2021.12.17 17:00
青少年事情と教育を考える 183
「褒めて育てる」条例
ナビゲーター:中田 孝誠
全国の自治体では、「家庭教育支援条例」や「青少年健全育成条例」など、家庭や子育てを支援する条例が制定されています。「家庭教育支援条例」は現在までに9県6市で制定されました。
そうした条例の一つとして、子供を褒める条例を制定している自治体があります。
例えば、鹿児島県志布志市は「志布志市子ほめ条例」を2006年に施行しました。目的は、子供たちの個性や能力を発見し、それを表彰することによって、地域ぐるみで子供たちを健全に育てようというものです。
表彰する項目には、「ボランティア賞」「親切賞」「親孝行賞」「友情賞」「あいさつ賞」「創造賞」「勤労賞」「読書賞」「学芸賞」「スポーツ賞」などがあります。

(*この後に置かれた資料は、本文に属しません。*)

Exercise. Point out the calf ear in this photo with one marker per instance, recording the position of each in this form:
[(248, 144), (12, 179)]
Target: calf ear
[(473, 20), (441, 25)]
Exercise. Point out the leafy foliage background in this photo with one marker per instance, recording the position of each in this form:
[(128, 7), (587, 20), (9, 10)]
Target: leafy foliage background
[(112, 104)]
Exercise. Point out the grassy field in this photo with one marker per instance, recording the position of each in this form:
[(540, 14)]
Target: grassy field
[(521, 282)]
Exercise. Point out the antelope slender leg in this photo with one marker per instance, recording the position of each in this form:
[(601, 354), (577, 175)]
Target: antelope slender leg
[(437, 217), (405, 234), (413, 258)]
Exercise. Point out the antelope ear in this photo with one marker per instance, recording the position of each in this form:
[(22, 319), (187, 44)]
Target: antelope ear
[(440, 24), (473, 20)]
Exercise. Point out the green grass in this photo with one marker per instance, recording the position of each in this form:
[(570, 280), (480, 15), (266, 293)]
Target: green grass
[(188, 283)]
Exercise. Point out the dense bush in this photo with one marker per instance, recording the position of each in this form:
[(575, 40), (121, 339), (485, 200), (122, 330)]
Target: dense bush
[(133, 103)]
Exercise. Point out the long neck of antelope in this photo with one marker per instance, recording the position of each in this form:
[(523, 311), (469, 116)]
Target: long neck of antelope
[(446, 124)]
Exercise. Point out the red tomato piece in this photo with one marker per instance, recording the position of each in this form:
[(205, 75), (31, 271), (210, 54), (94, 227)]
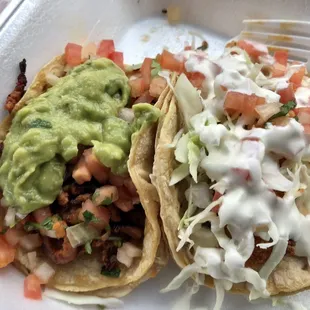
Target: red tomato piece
[(106, 48), (196, 78), (297, 77), (307, 129), (137, 87), (278, 70), (216, 196), (7, 253), (145, 98), (32, 287), (242, 103), (73, 54), (281, 57), (118, 58), (169, 62), (252, 48), (287, 94), (146, 71)]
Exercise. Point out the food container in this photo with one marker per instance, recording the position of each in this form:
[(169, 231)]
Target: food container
[(39, 29)]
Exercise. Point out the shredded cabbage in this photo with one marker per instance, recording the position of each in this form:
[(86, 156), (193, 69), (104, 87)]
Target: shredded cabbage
[(78, 299), (189, 101), (179, 174), (181, 151)]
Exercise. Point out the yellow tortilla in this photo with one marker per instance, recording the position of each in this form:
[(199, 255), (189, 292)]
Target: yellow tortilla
[(83, 274), (290, 276)]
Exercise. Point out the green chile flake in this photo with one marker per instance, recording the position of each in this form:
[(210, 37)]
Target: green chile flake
[(285, 108)]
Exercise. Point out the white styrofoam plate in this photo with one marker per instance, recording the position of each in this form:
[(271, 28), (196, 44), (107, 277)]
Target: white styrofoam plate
[(39, 29)]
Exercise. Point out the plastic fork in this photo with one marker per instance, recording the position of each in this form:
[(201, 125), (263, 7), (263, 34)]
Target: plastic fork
[(289, 35)]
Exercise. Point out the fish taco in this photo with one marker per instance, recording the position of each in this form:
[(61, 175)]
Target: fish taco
[(232, 172), (78, 210)]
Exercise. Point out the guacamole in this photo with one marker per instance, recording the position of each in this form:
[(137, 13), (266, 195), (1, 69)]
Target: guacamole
[(81, 108)]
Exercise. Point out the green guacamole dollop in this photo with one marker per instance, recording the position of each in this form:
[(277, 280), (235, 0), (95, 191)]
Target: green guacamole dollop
[(81, 108)]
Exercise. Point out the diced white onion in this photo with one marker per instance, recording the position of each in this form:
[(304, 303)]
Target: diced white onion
[(13, 236), (126, 115), (44, 272), (30, 242), (123, 258), (131, 250), (81, 233), (51, 78), (9, 219), (32, 260), (265, 111)]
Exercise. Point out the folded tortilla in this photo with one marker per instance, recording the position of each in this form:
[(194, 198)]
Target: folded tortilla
[(292, 275), (83, 274)]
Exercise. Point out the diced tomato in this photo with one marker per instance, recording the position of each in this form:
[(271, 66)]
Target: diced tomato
[(118, 58), (95, 167), (303, 115), (7, 253), (102, 214), (137, 87), (281, 57), (81, 173), (145, 98), (297, 77), (278, 70), (252, 48), (88, 51), (146, 71), (242, 103), (287, 94), (32, 287), (157, 86), (216, 196), (73, 54), (106, 48), (124, 205), (169, 62), (196, 78)]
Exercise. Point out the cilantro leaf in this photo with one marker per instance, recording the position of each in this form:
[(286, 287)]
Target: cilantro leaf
[(40, 123), (89, 217), (285, 108), (88, 247), (107, 201), (114, 273)]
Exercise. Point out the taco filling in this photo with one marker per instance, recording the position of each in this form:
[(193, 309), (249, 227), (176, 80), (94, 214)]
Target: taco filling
[(241, 153), (67, 193)]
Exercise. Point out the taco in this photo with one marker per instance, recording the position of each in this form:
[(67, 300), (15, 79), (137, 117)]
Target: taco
[(79, 212), (232, 172)]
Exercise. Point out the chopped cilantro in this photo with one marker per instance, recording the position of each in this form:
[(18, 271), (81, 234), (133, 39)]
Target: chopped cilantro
[(285, 108), (107, 201), (89, 217), (114, 273), (40, 123), (88, 247)]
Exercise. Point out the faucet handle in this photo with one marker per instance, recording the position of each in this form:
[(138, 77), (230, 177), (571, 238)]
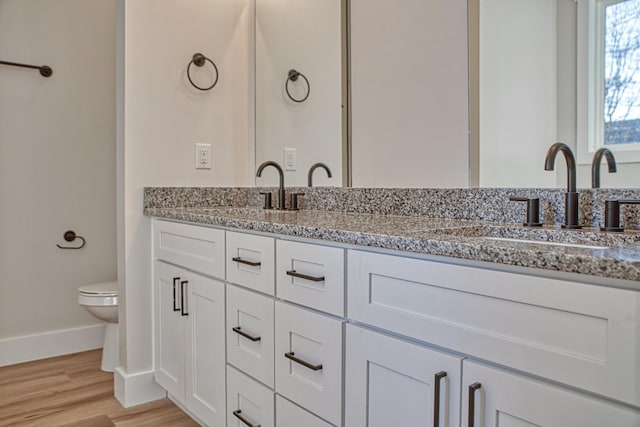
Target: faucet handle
[(612, 213), (533, 210), (267, 200), (293, 206)]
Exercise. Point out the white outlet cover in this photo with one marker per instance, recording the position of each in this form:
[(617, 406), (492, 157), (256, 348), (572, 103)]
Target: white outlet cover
[(203, 156)]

芸術やスポーツだけでなく、日常生活の中で子供たちの良さを見つけようという狙いが表れています。
そして、学校と家庭、地域、さらには関係団体が協力して取り組むことをうたっているのも、大きな特徴です。最近、社会全体で親を支えて子育てに関わる「共同養育」という言葉が使われますが、それにつながる取り組みだといえます。
また、岡山県井原市の「子誉め条例」(2004年)も同様の趣旨で制定されています。
「褒めて育てる」ことは、子育ての大切な知恵です。孤立した子育てが問題となる中、「褒めて育てる」ことを地域全体で実践し、子供たちの成長を支えようというわけです。

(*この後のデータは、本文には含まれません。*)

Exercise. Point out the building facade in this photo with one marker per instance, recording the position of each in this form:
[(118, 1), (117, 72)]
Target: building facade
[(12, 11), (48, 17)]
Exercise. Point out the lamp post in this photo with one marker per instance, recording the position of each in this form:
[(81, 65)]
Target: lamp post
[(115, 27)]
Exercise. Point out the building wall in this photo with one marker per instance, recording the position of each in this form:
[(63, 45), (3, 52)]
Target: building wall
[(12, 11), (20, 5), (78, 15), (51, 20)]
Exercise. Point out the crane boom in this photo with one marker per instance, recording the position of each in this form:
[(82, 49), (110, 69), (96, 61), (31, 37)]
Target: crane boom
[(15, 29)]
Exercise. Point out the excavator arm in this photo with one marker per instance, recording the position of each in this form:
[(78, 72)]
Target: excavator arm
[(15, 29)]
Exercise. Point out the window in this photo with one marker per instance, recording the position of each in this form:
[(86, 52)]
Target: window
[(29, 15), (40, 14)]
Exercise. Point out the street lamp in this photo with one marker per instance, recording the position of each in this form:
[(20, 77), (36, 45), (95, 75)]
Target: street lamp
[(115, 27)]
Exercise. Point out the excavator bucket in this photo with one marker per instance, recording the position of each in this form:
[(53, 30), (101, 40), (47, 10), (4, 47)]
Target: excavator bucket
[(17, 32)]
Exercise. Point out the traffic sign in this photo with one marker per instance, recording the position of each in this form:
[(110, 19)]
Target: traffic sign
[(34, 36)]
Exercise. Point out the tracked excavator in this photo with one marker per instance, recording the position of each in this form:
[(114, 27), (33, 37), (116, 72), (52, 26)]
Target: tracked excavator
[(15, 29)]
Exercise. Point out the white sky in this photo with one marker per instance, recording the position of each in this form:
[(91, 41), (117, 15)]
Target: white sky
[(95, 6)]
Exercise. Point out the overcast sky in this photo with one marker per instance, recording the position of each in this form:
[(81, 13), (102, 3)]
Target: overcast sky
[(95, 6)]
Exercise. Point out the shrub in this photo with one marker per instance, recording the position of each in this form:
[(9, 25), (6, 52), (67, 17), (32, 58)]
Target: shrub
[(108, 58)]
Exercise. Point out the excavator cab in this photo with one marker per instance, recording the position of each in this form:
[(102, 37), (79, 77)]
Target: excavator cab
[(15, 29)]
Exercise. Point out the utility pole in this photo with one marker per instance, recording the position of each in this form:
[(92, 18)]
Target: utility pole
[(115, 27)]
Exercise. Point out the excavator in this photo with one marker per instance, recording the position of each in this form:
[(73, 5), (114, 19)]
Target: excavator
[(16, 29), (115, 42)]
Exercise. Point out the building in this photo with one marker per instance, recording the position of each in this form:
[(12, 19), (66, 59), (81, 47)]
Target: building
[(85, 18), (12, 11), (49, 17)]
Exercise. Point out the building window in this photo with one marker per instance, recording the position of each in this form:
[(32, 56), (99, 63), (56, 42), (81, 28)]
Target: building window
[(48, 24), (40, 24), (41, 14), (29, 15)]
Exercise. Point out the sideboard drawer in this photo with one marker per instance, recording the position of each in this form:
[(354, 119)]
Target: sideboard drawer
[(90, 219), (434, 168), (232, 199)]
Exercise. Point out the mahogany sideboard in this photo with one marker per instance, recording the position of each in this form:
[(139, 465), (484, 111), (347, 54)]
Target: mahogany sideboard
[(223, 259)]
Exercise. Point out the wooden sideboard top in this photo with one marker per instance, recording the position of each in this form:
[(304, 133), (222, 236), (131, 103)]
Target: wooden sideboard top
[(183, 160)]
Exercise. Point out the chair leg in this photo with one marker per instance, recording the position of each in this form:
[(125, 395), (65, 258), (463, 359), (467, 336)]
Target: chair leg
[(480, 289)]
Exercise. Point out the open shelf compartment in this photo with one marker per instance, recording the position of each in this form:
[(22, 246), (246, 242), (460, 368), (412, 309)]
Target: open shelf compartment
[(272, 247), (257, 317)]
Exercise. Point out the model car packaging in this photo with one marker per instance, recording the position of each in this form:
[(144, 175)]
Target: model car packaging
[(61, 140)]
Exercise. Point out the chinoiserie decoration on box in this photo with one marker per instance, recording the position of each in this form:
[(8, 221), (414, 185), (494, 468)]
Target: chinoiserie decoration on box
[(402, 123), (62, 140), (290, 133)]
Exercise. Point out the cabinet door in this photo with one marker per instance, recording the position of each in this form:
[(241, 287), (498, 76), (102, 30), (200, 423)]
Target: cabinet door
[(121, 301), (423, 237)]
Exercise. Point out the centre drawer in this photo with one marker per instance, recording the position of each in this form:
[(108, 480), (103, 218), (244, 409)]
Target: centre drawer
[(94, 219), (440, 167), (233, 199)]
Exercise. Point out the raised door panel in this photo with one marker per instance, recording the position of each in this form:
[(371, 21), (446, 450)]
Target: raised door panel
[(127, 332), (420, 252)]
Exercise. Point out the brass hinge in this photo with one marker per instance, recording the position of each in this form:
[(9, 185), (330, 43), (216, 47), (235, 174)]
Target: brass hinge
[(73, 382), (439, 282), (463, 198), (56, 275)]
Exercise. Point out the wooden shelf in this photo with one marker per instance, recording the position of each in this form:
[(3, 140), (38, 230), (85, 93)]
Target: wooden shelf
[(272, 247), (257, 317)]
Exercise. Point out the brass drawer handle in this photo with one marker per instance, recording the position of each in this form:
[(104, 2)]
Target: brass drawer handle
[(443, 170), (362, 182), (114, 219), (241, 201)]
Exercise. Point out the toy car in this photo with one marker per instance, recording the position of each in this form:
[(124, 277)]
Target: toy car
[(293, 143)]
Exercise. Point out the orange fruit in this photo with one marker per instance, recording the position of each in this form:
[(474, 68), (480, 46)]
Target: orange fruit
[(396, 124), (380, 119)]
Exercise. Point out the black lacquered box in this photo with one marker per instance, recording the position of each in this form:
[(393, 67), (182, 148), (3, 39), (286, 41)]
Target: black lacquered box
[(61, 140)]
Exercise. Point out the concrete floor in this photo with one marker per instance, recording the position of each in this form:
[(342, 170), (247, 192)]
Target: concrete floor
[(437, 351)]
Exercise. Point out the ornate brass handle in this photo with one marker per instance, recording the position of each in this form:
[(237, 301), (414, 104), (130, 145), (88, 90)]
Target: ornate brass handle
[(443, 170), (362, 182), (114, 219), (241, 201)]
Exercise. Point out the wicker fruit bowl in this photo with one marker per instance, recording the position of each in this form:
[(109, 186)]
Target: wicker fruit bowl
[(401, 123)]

ちなみに、「子誉め条例」という名前ではありませんが、兵庫県多可町には「多可町一日ひと褒め条例」(2019年)があります。
こちらは「一日に一度は人を褒めるまたは感謝の気持ちを伝えることにより、互いの心を尊重し、明るく前向きな活力ある社会を築くこと」を目的にし、お互いが他の人の良い言動や成果に目を向けて、感謝を伝えたり、積極的に称賛したりしようと呼び掛けています。
こうした条例に対して、“強制”などと言う人もいるでしょう。しかし、SNSなど匿名で他人を誹謗中傷するような風潮がある現在、他の人を尊重する気持ちを育て、より良い社会にしていくという意味で、地方からの貴重な取り組みではないでしょうか。
いずれにしても、「家庭教育支援条例」などの条例は、自治体が家庭と次世代育成を重視する姿勢を表すものです。